Miss. Governor Signs Mid-Pregnancy Abortion Ban

Republican Phil Bryant, who became governor in 2012, has said often that he wants to end abortion in Mississippi.

Republican Phil Bryant, who became governor in 2012, has said often that he wants to end abortion in Mississippi. Photo by Trip Burns.

JACKSON, Miss. (AP) — Mississippi Gov. Phil Bryant on Wednesday signed a bill to ban abortion starting at the midpoint of a full-term pregnancy.

Supporters say it's designed to protect women's health, while abortion-rights advocates say it's unconstitutional.

House Bill 1400, which becomes law July 1, will ban abortion starting at 20 weeks' gestational age. That's defined as 20 weeks since the start of the woman's last menstrual period. A full-term pregnancy is 40 weeks.

There are exceptions: Abortion would still be allowed at or after 20 weeks if the woman faces death or permanent injury because of the pregnancy. It would also be allowed in cases of severe fetal abnormality. However, the new law does not provide exceptions for pregnancies caused by rape or incest.

Republican Bryant, who became governor in 2012, has said often that he wants to end abortion in Mississippi. On April 2, the final day of the three-month legislative session, he said his grown daughter was at about the midpoint of a pregnancy.

"We've seen that baby and it's healthy. It's a boy," Bryant said then. "And the idea of destroying that human is just reprehensible to me."

Nancy Northup, president and CEO of the New York-based Center for Reproductive Rights, criticized the bill.

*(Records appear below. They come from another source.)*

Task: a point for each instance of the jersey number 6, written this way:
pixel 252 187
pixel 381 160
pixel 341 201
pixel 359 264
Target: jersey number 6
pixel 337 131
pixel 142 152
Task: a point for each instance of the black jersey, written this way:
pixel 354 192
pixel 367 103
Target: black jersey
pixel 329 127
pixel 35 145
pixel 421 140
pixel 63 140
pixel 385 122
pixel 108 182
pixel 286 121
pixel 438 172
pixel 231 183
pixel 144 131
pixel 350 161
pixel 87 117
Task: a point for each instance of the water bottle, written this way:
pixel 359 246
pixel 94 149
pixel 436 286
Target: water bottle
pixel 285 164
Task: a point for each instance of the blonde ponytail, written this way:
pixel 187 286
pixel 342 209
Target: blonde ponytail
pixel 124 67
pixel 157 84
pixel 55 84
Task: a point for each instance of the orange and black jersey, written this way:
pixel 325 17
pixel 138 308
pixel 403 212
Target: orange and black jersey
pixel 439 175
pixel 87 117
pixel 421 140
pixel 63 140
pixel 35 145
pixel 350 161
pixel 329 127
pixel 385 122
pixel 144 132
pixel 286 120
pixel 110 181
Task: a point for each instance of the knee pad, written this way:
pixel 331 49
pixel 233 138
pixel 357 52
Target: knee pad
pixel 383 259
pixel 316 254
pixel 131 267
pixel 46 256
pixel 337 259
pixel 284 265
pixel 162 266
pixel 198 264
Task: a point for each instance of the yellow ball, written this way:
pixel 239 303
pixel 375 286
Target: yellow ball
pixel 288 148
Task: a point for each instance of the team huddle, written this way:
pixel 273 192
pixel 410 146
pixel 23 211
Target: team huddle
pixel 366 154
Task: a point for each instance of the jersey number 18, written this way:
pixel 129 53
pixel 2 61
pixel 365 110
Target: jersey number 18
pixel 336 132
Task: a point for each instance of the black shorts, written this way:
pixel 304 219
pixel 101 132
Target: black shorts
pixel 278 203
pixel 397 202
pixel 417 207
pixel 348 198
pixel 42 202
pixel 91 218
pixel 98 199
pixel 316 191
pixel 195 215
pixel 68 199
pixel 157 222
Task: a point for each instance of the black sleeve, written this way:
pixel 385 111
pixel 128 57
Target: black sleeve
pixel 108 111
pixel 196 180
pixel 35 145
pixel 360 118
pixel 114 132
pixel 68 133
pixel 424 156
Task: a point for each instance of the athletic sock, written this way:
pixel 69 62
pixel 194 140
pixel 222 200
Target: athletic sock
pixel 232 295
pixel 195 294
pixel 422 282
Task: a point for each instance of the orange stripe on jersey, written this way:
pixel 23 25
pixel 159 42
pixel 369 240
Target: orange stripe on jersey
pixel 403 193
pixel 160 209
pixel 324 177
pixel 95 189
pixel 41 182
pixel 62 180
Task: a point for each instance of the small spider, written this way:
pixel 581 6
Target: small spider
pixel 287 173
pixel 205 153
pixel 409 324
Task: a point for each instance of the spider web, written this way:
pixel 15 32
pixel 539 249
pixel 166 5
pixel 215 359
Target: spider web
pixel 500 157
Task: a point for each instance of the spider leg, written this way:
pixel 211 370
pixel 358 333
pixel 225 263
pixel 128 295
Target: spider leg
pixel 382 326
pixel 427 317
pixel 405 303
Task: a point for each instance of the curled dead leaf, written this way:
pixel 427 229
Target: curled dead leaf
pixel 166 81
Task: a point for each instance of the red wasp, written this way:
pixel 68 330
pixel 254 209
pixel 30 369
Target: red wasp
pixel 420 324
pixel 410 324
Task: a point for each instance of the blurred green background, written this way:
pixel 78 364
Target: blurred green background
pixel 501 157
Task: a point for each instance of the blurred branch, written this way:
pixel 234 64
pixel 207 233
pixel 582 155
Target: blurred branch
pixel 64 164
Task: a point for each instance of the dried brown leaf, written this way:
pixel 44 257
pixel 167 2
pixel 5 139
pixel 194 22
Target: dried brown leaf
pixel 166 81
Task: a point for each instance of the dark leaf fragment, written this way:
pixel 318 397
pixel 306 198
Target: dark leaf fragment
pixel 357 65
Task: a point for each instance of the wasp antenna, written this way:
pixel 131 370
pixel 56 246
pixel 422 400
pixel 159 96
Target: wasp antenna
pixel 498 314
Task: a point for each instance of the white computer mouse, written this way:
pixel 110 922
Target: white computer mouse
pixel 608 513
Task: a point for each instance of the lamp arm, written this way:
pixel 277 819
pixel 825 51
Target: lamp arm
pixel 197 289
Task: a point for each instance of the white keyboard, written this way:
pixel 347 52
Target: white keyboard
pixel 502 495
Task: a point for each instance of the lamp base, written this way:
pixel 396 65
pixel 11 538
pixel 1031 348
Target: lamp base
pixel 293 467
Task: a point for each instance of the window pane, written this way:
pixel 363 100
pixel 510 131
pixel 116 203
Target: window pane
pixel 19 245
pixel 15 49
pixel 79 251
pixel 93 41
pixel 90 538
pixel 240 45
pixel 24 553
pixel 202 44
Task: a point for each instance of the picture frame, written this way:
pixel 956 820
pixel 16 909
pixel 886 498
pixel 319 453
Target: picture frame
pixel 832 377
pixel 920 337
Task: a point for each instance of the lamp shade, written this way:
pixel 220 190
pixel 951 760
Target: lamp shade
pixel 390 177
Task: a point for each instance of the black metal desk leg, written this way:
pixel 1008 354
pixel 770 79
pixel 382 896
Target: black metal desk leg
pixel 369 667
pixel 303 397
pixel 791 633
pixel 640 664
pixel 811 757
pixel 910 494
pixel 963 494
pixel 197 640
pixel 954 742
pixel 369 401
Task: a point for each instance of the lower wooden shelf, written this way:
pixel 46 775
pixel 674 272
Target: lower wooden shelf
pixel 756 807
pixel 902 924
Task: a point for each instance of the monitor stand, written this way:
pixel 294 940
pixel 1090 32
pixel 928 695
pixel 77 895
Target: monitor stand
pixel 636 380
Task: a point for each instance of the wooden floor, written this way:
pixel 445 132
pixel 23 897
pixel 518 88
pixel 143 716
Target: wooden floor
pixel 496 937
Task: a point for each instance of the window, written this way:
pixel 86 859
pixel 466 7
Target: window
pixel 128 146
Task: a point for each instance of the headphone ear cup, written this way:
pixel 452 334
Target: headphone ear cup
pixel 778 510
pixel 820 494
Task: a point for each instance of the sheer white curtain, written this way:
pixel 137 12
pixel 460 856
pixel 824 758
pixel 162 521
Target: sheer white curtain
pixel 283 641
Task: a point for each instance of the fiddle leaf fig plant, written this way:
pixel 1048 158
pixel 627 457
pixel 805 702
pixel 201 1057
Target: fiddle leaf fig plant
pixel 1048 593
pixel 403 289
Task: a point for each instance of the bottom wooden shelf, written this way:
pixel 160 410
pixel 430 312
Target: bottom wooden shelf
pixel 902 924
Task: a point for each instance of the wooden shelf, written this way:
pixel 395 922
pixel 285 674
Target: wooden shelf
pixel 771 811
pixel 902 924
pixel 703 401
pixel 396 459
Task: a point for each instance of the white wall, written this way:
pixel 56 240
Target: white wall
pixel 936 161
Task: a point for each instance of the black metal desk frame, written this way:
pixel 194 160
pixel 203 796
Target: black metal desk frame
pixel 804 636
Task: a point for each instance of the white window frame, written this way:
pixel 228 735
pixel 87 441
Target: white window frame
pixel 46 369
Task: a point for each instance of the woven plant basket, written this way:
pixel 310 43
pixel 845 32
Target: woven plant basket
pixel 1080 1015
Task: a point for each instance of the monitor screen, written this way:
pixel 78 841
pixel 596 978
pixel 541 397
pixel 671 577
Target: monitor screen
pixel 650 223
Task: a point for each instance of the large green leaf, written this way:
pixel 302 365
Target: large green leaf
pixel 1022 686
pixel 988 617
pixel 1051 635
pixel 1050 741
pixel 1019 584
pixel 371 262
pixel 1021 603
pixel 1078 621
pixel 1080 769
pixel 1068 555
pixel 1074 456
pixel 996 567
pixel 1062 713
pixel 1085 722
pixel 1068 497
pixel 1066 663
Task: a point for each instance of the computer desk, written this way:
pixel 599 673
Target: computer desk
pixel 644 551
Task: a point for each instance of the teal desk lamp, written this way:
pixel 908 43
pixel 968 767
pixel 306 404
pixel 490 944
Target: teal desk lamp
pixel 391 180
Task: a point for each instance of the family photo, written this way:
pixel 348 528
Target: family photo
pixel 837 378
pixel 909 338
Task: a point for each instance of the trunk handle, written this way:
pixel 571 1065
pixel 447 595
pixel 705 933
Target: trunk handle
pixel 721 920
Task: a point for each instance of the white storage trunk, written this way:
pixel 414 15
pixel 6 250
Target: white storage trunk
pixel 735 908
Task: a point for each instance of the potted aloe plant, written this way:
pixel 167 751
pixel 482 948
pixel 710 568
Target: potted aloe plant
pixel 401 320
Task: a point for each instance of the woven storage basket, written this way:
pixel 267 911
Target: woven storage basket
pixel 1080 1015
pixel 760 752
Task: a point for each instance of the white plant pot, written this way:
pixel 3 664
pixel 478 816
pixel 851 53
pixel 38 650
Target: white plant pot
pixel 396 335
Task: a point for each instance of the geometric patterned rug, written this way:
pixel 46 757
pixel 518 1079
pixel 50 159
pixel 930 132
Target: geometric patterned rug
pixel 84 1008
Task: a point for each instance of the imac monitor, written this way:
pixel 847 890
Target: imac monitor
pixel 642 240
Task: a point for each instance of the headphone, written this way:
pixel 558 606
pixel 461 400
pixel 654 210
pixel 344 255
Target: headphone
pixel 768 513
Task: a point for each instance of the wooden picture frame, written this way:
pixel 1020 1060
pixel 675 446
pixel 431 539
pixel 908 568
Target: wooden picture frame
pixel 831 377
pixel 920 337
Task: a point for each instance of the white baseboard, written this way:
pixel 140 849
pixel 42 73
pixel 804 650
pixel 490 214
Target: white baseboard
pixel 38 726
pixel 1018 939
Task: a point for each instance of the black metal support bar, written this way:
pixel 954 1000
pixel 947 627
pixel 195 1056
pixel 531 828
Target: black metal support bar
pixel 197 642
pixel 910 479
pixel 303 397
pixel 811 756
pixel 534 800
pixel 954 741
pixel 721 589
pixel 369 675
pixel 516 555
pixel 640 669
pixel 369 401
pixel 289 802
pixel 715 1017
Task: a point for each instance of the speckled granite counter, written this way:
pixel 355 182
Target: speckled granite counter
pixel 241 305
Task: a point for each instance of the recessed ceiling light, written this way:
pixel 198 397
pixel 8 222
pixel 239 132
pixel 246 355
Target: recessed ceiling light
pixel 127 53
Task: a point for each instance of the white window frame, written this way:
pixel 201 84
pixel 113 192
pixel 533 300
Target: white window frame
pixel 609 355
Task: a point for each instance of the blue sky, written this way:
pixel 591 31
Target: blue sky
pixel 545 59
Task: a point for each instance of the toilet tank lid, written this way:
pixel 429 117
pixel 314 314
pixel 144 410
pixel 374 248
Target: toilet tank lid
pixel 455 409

"With the women and families of their state facing extreme poverty, unacceptable rates of maternal mortality, and skyrocketing teen pregnancy, Mississippi's elected officials have more than enough real work to do to bolster women's well-being in their state," Northup said in a news release Wednesday. "It's time for these politicians to stop passing laws that attack constitutionally protected women's health care and finally focus on policies that would support the health, lives and rights of Mississippi women and families."

Charmaine Yoest, president and CEO of Washington-based Americans United for Life, said the Mississippi legislation was based largely on suggestions from her group.

"We know that with each passing week of pregnancy, the health risks of abortion increase," Yoest said in a news release Wednesday. "I commend the leadership in Mississippi who worked together to achieve commonsense limits on dangerous abortion procedures."

Diane Derzis, who owns Mississippi's only abortion clinic, Jackson Women's Health Organization, said the clinic stops doing abortions after 16 weeks' gestation. She said each woman undergoes a sonogram to determine fetal age. Although the clinic would not be affected by the new law, Derzis has said she expects someone will file a legal challenge.

The most recent Health Department statistics show 2,176 abortions were done in Mississippi in 2012. Two were listed at 21 weeks or later, and 382 were of unknown gestational age. Supporters of the bill said they were troubled by the number of unknowns.

Several states have a 20-week ban, including Alabama, Arkansas, Louisiana and Texas.

Felicia Brown-Williams, director of public policy for Planned Parenthood Southeast, said the Mississippi law is similar to an Arizona law blocked by a federal appeals court. Judges found the Arizona law violated the constitutionally protected right to abortion before a fetus is able to survive outside the womb. Viability is generally considered to start at 24 weeks. The U.S. Supreme Court in January declined to reconsider the ruling about the Arizona law by the San Francisco-based 9th Circuit Court of Appeals.

Supporters of the Mississippi law point out that Mississippi is in a conservative federal appeals court district, the New Orleans-based 5th Circuit, so a legal challenge might have a different outcome.